Advocacy organisation

Bahrain Watch is a "research and advocacy organisation" devoted to issues related to Bahrain. The group was founded in 2011 by several people, including journalist Ala'a Shehabi.

== Activism ==
One of the group's subdivisions, PR Watch, works to identify articles commissioned by the Bahraini government in Western newspapers. The group estimates the government spent US$50 million on such commissioned pieces between 2011 and 2014.

In 2012, Bahrain Watch reported that Bahraini police were using unmarked tear gas canisters to obscure which countries and companies they were sourced from.

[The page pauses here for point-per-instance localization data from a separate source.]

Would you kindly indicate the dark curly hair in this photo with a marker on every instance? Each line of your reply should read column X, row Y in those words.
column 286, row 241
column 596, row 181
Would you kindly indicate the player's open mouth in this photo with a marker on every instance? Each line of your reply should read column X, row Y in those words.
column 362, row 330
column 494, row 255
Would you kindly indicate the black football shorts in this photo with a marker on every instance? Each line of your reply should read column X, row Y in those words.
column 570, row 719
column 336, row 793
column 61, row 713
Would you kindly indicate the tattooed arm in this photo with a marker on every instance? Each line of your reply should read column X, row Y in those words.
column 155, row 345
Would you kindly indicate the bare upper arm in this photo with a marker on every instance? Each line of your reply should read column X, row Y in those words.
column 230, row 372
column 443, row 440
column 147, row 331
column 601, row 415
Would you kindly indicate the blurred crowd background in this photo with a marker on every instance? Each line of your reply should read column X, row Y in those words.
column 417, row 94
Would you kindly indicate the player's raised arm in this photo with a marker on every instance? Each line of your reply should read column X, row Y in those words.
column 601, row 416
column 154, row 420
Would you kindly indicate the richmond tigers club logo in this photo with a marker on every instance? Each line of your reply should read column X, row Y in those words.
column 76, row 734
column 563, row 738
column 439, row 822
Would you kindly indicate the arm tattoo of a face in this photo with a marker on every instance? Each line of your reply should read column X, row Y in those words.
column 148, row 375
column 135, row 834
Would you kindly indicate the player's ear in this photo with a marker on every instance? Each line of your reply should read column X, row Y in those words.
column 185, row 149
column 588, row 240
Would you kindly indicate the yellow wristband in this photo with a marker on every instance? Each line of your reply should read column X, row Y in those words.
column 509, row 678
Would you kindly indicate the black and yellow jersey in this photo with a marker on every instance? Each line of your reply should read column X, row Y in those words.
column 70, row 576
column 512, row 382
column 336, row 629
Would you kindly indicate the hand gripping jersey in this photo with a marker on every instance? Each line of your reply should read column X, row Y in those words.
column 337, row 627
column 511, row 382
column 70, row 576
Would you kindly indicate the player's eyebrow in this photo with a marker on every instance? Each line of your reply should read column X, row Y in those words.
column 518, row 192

In 2013, the group led a campaign to block a shipment of 1.6 million tear gas canisters from South Korea to Bahrain's Interior Ministry. Although their complaint was rejected on the grounds that the company producing the tear gas canisters was not breaking any laws, the government of South Korea did agree to suspend exports of the canisters to Bahrain due to the country's unstable political situation.

In 2014, the group filed a complaint in the UK against Gamma International for allegedly providing spyware to the Bahraini government. Bahrain Watch itself has faced multiple attempted hacking attacks.

In 2015, the group released a report on a series of digital attacks made against Bahraini activists living abroad, although they were not able to identify the perpetrator.

In July 2016, Bahrain Watch released a report on the government's suppression of the internet in Diraz following protests there.

In 2016, the organization launched a website titled #200MoreStories in response to the British Council's #200Stories, which aimed to celebrate "200 years of relations between the UK and Bahrain". Bahrain Watch started their campaign to draw attention to more critical and nuanced perspectives on the two countries' relationship.

The organization has leaked documents relating to donations or funding given by the Bahraini government to other groups or organizations. In 2017, the group launched the Bahrain Budget Transparency Project, an online repository of data about the budgets of the Bahraini government.

In 2018, the group reported that the Bahraini government was using spyware to find information about and track activists on social media.

== Members ==
Among the group's members is cyber-activist Ali Abdulemam.